Disaster Recovery Plan Summary
This is a summary of the immediate and long-term contingency planning and recovery
process of Santa Barbara Asset Management (“SBAM”). The purpose of a Disaster Recovery
Plan (“DRP”) is to provide specific guidelines the firm will follow in the event
of a failure of any critical business capability. The Company’s parent, Nuveen Investment,
Inc. and its affiliates (collectively, “Nuveen”) have adopted similar plans to address
significant business interruptions affecting operations at their offices in Chicago,
IL, Radnor, PA, Los Angeles, CA and San Francisco, CA.
The goal of the DRP is to provide uninterrupted service to our clients or to minimize
the downtime should a system or vendor failure occur. The DRP has been developed
to meet the following objectives:
- Provide for immediate, accurate and measured response to emergency situations;
- Minimize the impact upon the safety and well being of firm personnel;
- Protect against the loss or damage to organizational assets;
- Provide our clients with alternative site processing with a minimum of inconvenience.

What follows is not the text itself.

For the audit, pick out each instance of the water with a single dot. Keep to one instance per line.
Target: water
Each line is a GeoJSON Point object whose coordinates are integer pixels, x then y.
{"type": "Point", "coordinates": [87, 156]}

Risk assessment, disaster prevention, and disaster avoidance are critical components
of SBAM’s contingency planning process. The implementation of this DRP should help
to ensure all data processing systems, data communication facilities, information,
data and business functions can be restored in a secure manner. Restoration must
be accomplished in a time frame consistent with legal, regulatory and business requirements
while maintaining information integrity.
In order to maintain operations during the commencement of a significant emergency
or disaster, SBAM will ensure all of the firm’s personnel are contacted to confirm
their well-being and to provide information about altered work arrangements. Arrangements
have been made to provide alternative physical facilities for employees to use in
the event SBAM’s primary facilities become unusable.
SBAM’s contingency planning process includes a number of procedures to ensure that
critical information is captured on a daily basis in a manner that can be accessed
by employees from remote or alternate locations. All of the most important aspects
of the Company’s advisory business, including continued investment management and
trading of institutional and separately managed account portfolios, mutual funds
and other portfolios and rapid communication to key business partners and clients,
are addressed in these processes. SBAM takes very seriously its obligation to protect
information and allow access to backup sources of information in the event of a
disaster.
In conclusion, SBAM’s DRP addresses the steps the Company will take to address a
temporary business disruption in a systematic and organized fashion. Of course,
the effects of a disaster are difficult to predict and the disruption of the systems
and processes on an industry wide basis will pose great challenges for any continuity
plan. There can be no assurance that any plan can address such unforeseen contingencies.